As we just discussed, it’s possible we got back a big ol’ empty block of zeroes, so we also filter out these results:
if (decryptedData.Skip(testArea).Take(testLength).Max() == 0) {
Console.WriteLine("Encrypted area is now all zeroes");
return;
}
If the maximum byte value of the region is zero, then all the bytes are zero (you can also use .All(x => x == 0) if you prefer).

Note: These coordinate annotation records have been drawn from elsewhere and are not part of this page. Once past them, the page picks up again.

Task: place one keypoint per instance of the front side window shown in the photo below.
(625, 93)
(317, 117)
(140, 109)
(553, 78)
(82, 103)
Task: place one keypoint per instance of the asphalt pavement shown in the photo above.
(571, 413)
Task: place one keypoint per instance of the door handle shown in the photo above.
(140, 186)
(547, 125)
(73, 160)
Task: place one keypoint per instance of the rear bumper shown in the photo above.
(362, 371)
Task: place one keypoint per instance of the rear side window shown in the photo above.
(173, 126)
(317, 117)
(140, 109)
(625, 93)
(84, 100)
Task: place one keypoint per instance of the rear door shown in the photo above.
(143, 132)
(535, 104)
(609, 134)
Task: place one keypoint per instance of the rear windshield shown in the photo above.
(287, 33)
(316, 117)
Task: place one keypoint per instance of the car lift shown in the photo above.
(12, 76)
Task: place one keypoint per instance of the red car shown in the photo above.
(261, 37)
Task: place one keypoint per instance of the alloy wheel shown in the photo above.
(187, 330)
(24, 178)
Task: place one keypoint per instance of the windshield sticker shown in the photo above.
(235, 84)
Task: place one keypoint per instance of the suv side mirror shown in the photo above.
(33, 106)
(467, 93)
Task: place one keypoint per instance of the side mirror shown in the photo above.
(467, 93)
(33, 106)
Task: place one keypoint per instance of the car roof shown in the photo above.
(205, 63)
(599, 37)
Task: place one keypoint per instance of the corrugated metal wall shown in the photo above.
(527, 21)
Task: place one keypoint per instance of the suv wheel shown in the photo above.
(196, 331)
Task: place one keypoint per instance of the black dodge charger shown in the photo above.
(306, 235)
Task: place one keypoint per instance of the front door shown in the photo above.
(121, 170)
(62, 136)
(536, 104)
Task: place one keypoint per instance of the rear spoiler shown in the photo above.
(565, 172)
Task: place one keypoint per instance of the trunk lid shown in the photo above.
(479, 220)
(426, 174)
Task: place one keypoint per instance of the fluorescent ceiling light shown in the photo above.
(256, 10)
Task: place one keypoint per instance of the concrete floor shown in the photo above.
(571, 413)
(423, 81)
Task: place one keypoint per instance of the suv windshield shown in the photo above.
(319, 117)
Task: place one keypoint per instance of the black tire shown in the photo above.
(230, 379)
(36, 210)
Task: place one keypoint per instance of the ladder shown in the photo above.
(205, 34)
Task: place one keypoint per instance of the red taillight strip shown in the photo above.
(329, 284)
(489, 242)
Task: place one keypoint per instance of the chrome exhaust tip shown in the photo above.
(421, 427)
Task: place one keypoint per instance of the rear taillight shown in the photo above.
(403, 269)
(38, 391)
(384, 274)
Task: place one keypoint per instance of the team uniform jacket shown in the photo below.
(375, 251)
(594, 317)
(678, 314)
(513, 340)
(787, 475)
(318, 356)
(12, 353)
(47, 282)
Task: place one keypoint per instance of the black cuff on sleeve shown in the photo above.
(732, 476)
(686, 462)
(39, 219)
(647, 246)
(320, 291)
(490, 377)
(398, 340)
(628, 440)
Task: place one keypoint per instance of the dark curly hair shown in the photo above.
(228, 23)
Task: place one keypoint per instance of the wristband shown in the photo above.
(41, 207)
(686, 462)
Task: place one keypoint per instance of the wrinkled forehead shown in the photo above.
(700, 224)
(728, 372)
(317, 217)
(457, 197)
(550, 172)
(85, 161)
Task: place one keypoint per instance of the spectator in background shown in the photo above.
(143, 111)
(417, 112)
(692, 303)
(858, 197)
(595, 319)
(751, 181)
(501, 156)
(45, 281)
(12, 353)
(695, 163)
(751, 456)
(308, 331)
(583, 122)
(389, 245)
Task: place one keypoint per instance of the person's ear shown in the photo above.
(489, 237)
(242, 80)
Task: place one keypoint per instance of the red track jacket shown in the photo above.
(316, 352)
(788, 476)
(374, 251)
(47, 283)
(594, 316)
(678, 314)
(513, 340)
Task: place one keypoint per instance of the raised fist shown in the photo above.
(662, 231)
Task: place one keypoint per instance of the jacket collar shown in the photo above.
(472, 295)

This deals with the no change and all-zero scenarios, but it’s all possible we get junk back. Here we do the opposite:
take a region near the start of the file which should not be changed (in this case the first 0x40 bytes are encrypted and
the next 0x40 bytes are unencrypted), and test it to make sure that it has not changed:
var originalUnencryptedBytes = encryptedData.Skip(testLength).Take(testLength).ToArray();
// ...
if (!decryptedData.Skip(testLength).Take(testLength).SequenceEqual(originalUnencryptedBytes)) {
Console.WriteLine("Area changed that should be left the same");
return;
}
When we make these changes and re-run the scan using just the functions that generated file output last time,
the overall output resembles this snippet:
...
Trying 0016ed40
No change to known encrypted area
Trying 0016ed90
No change to known encrypted area
Trying 0016f470
Area changed that should be left the same
Trying 0016f4c0
No change to known encrypted area
Trying 0016f5c0
Encrypted area is now all zeroes
Trying 0016f6a0
Encrypted area is now all zeroes
Trying 0016f810
No change to known encrypted area
Trying 001a52e0
No change to known encrypted area
Trying 001a7010
Saving...
Trying 001bce80
No change to known encrypted area
Trying 001c1860
No change to known encrypted area
Trying 001d6550
...
Tip: If you want to tighten the filter then re-run the scan using only the subset of candidate
addresses which already produced file outputs in the last run, you can generate
a new address range list based on the generated files like this:
ls possibly-decrypted-*.dat | % { echo ([int] ("0x" + $_.Name.Substring(19,8))
0x180000000).ToString('X16') } > function-list-new.txt
This enumerates all of the generated files, extracts only the offset portion of each filename,
converts the hex strings to integers, adds the image preferred base address to each, converts
them back into strings and outputs the new set of addresses as a list to the specified file.
How many output files do we get now?
possibly-decrypted-001a7010.dat
One.
Let’s take a look inside at the same region as before:
000C02D0 16 00 00 00 5B 27 02 00 10 00 00 00 6B 27 02 00
000C02E0 11 00 00 00 7C 27 02 00 0E 00 00 00 8A 27 02 00
000C02F0 12 00 00 00 9C 27 02 00 0E 00 00 00 AA 27 02 00
000C0300 A5 2F 42 30 D5 23 B2 9C 94 2A C0 BA B5 98 A7 68
000C0310 0C 00 00 00 C7 27 02 00 0D 00 00 00 D4 27 02 00
000C0320 10 00 00 00 E4 27 02 00 0D 00 00 00 F1 27 02 00
000C0330 09 00 00 00 FA 27 02 00 0D 00 00 00 07 28 02 00
000C0340 12 00 00 00 19 28 02 00 13 00 00 00 2C 28 02 00
000C0350 15 00 00 00 41 28 02 00 15 00 00 00 56 28 02 00
000C0360 16 00 00 00 6C 28 02 00 0E 00 00 00 7A 28 02 00
Smokin’! We decrypted the data – or at least most of it. The 16 bytes at 0xC0300 are still messed up,
but that is a complication unique to Genshin Impact; the main point is we have proven that the correct function has been found –
and that is how you brute-force a function address with PowerShell. Nicely done!